Tetrahydrofuran (40 ml, freshly distilled from lithium aluminum hydride) and finely divided metallic copper powder (0.67 g) were added to the crude diazo ketone, sequentially. This suspension was vigorously stirred at reflux under nitrogen for 2 hr. The resulting suspension was allowed to stir at room temperature for an additional 14 hr. The solution was filtered into water (100 ml). The mixture was shaken vigorously for 5 min and then extracted with ether (3 x 50 ml).

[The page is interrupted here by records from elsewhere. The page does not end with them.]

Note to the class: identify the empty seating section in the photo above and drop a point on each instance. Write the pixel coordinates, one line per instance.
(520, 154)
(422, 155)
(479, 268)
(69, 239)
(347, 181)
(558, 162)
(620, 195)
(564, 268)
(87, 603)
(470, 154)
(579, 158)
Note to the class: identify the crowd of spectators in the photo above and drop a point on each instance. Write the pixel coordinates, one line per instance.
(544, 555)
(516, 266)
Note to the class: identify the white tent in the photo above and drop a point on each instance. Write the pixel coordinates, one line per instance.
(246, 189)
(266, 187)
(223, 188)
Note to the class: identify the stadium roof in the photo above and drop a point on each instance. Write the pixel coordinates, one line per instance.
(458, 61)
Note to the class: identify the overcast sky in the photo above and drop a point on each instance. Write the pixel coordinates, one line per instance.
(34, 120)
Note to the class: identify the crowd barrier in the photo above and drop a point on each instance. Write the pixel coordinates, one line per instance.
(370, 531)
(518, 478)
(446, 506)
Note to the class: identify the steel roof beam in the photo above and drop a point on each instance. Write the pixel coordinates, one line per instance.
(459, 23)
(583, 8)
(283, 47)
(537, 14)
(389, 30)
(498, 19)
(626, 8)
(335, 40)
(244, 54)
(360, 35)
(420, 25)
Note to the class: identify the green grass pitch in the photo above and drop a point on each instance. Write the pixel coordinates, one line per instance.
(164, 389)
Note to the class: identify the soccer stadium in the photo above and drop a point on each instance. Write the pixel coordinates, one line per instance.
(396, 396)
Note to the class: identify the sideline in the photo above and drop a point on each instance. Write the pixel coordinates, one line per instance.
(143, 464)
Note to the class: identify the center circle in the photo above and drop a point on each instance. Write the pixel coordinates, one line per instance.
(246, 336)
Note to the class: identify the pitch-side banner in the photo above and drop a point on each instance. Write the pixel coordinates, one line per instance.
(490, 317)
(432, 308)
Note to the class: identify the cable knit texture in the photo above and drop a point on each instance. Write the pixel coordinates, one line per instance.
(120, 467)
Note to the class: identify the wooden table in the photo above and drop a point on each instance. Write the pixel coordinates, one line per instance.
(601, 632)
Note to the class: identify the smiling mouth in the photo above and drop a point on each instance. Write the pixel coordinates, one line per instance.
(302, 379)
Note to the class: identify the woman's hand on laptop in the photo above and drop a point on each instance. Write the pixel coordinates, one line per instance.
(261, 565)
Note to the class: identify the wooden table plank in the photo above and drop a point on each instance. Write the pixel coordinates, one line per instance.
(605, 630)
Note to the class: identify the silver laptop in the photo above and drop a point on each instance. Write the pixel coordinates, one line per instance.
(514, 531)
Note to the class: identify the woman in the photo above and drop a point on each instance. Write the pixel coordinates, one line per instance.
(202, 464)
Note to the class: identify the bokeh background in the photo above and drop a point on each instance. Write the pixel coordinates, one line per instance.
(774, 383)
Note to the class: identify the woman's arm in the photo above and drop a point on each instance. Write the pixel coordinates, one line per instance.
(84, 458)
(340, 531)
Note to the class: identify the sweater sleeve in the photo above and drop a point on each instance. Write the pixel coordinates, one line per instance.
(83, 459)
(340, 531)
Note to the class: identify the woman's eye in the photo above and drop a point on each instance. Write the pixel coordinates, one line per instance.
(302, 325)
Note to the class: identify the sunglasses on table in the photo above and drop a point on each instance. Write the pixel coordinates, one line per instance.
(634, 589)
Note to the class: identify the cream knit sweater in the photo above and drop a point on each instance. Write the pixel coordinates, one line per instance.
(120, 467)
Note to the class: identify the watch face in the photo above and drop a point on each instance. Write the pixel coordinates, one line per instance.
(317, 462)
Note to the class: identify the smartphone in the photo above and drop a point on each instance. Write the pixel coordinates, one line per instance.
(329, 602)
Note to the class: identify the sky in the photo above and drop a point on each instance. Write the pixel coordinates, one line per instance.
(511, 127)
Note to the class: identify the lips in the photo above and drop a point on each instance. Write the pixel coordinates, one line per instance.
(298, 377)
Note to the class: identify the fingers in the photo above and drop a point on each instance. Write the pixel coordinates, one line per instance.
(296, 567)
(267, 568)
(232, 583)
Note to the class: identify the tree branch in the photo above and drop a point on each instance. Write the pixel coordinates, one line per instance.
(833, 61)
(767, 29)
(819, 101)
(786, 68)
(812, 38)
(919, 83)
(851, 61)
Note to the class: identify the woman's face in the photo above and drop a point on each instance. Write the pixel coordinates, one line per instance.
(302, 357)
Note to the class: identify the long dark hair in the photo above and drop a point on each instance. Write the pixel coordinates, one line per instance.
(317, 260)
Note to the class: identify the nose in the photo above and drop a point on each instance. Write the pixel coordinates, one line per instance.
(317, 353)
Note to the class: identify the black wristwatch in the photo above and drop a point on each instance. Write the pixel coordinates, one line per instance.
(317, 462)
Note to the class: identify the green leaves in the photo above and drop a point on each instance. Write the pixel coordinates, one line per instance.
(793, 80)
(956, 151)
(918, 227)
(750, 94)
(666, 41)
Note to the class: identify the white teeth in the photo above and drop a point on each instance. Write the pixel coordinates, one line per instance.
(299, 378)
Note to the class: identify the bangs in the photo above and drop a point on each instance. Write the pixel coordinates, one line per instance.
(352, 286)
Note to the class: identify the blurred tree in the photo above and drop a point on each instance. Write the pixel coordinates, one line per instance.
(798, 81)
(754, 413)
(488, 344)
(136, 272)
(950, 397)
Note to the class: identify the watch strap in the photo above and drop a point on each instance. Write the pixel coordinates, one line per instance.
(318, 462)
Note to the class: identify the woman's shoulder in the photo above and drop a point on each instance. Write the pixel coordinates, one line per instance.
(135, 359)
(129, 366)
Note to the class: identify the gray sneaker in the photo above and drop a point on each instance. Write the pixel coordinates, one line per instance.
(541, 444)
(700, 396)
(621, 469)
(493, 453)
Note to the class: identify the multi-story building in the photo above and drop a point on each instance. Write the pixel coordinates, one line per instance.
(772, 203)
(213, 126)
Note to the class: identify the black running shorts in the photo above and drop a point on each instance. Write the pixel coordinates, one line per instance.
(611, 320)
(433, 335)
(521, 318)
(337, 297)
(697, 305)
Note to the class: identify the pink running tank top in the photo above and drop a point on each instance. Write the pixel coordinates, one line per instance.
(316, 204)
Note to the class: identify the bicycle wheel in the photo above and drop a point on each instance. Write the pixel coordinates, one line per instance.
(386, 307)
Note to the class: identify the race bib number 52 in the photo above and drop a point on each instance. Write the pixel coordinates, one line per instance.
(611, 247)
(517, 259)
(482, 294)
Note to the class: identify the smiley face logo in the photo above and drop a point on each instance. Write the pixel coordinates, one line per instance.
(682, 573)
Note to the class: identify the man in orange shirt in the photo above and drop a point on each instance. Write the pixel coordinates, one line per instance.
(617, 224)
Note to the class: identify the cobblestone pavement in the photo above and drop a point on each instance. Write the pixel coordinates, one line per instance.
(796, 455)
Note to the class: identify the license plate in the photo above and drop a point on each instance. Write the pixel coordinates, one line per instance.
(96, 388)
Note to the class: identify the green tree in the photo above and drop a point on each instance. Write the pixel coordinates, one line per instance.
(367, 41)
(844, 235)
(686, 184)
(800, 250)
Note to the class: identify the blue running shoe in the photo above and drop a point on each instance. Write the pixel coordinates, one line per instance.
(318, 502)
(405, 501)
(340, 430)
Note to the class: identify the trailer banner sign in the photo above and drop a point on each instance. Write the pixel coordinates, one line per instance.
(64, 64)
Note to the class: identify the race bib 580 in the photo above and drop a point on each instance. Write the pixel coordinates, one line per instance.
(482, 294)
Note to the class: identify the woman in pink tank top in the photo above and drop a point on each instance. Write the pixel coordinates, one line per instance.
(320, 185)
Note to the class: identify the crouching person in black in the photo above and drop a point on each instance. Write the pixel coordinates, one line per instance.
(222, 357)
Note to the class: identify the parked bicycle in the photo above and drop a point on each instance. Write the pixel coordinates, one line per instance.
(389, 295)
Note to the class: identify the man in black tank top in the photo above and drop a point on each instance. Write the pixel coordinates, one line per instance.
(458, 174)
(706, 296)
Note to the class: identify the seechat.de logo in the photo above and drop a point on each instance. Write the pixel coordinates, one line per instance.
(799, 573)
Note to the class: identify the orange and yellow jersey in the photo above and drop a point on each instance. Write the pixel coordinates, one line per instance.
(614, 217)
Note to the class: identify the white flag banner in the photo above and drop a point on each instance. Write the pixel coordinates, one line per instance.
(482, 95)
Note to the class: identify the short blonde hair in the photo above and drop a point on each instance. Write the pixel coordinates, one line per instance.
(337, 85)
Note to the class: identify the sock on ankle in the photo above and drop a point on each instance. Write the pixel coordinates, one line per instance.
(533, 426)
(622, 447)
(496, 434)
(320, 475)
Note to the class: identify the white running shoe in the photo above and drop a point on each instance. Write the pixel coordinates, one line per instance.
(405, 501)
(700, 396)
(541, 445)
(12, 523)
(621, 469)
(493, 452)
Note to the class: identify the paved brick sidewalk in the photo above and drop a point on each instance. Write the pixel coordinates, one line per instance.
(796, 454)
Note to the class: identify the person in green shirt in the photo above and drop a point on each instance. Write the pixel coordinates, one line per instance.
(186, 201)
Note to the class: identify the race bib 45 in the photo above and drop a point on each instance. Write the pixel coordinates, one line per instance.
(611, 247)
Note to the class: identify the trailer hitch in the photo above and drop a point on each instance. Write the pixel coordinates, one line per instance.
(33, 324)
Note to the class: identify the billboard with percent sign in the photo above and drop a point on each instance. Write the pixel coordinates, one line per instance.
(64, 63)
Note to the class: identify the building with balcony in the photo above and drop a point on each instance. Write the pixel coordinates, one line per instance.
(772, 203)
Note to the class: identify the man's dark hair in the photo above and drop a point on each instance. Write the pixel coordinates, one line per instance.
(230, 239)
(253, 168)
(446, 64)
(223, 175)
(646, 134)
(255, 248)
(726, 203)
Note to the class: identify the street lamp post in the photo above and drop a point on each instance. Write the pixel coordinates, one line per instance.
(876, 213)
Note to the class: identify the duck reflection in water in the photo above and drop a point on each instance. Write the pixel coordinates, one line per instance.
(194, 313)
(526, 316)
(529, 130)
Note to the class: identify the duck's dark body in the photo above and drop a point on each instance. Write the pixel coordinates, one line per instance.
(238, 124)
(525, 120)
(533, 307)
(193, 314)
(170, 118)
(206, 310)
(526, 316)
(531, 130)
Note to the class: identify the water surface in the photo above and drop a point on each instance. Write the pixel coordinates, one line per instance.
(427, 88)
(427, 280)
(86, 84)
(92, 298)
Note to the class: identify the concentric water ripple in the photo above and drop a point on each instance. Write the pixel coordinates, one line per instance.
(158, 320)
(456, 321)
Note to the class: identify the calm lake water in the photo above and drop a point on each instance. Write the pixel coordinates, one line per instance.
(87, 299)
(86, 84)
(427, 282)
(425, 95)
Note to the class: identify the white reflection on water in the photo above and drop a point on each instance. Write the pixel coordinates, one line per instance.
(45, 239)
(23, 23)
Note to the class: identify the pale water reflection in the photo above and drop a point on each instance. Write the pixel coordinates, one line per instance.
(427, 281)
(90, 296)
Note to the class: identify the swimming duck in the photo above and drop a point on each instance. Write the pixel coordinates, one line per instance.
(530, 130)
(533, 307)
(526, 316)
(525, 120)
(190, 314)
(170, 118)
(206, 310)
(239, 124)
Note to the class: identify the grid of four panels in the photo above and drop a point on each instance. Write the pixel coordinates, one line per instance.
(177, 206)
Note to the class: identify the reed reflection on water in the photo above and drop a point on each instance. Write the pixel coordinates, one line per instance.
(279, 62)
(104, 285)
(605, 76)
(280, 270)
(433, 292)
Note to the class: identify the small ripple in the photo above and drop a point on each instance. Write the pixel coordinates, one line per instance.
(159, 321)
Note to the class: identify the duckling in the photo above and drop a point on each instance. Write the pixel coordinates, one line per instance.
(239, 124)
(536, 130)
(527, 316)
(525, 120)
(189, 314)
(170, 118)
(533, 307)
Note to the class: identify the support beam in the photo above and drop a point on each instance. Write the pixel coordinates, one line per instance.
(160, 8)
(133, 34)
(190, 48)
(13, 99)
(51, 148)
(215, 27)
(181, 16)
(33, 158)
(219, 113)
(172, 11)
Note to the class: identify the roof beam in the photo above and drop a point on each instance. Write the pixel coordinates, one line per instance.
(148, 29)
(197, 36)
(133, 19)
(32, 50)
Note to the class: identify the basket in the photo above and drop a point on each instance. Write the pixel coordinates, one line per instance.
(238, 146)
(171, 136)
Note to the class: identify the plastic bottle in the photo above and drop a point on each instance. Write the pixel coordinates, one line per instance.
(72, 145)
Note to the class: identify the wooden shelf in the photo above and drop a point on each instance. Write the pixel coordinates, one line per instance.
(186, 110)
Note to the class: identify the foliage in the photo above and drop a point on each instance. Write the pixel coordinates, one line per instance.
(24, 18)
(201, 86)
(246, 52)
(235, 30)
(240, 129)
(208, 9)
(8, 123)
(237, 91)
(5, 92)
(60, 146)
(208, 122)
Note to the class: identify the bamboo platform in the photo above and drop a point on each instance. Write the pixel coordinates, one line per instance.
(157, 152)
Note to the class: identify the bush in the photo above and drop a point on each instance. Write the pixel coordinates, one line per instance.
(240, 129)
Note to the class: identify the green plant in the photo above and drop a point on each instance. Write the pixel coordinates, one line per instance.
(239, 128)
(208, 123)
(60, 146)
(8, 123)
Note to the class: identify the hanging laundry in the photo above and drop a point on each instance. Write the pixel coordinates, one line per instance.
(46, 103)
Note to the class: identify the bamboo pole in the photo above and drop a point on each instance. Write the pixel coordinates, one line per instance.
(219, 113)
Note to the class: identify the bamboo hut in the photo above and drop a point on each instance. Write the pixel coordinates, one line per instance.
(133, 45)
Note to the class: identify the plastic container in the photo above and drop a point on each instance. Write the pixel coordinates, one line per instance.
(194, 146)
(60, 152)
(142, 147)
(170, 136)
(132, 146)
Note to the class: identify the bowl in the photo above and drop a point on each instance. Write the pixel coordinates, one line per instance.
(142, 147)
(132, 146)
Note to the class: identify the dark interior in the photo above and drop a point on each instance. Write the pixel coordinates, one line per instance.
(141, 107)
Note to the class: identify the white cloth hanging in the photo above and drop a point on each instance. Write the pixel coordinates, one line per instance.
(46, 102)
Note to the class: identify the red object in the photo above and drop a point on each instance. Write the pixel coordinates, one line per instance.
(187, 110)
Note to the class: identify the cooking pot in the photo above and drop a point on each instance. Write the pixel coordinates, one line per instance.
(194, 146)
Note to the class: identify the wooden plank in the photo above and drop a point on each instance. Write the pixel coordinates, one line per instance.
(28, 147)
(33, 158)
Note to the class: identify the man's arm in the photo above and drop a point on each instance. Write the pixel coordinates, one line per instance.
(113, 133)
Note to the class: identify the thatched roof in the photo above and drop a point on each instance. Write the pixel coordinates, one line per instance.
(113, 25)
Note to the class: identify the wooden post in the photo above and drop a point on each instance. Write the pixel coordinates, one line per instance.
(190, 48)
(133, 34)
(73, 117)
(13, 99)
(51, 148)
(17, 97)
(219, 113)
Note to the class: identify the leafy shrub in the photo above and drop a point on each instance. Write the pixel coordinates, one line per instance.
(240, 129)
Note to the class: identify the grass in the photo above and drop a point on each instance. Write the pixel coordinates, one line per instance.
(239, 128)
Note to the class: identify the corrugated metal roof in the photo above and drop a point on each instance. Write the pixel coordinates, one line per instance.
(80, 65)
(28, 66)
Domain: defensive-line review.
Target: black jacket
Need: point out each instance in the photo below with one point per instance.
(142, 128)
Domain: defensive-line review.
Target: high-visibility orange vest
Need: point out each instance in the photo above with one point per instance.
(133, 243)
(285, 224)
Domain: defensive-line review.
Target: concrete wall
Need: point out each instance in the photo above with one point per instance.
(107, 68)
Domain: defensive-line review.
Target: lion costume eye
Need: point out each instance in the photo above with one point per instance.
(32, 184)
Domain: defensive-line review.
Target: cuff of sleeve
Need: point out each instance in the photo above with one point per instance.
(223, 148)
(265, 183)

The combined ethereal extracts were washed with saturated sodium bicarbonate solution (4 X 40 ml), water (40 ml), and saturated sodium chloride solution (40 ml), dried (Na_{2}SO_{4}), and concentrated in vacuo to give 0.673 g of a crude brown oil. This crude oil was chromatographed on silica gel (67 g) in a 2-cm diameter column using 10% ether-90% petroleum ether to develop the column, taking 37-ml sized fractions. Fractions 11–16 gave 0.164 g (33%) of pure ketone product: mp 64-64.5° (from pentane); IR (CCl_{4}) 3095 (cyclopropyl CH)
and 1755 cm^{−1} (CO); NMR (CCl_{4}) δ 1.18 (s, 3H, CH_{3}) 1.03 (9, 3H, CH_{3}),
0.97 (s, 3H, CH_{3}), and 0.90 ppm (s, 3H, CH_{3}). Anal. Calcd for C_{15}H_{22}O: C, 82.52; H, 10.16. Found: C, 82.61; H, 10.01.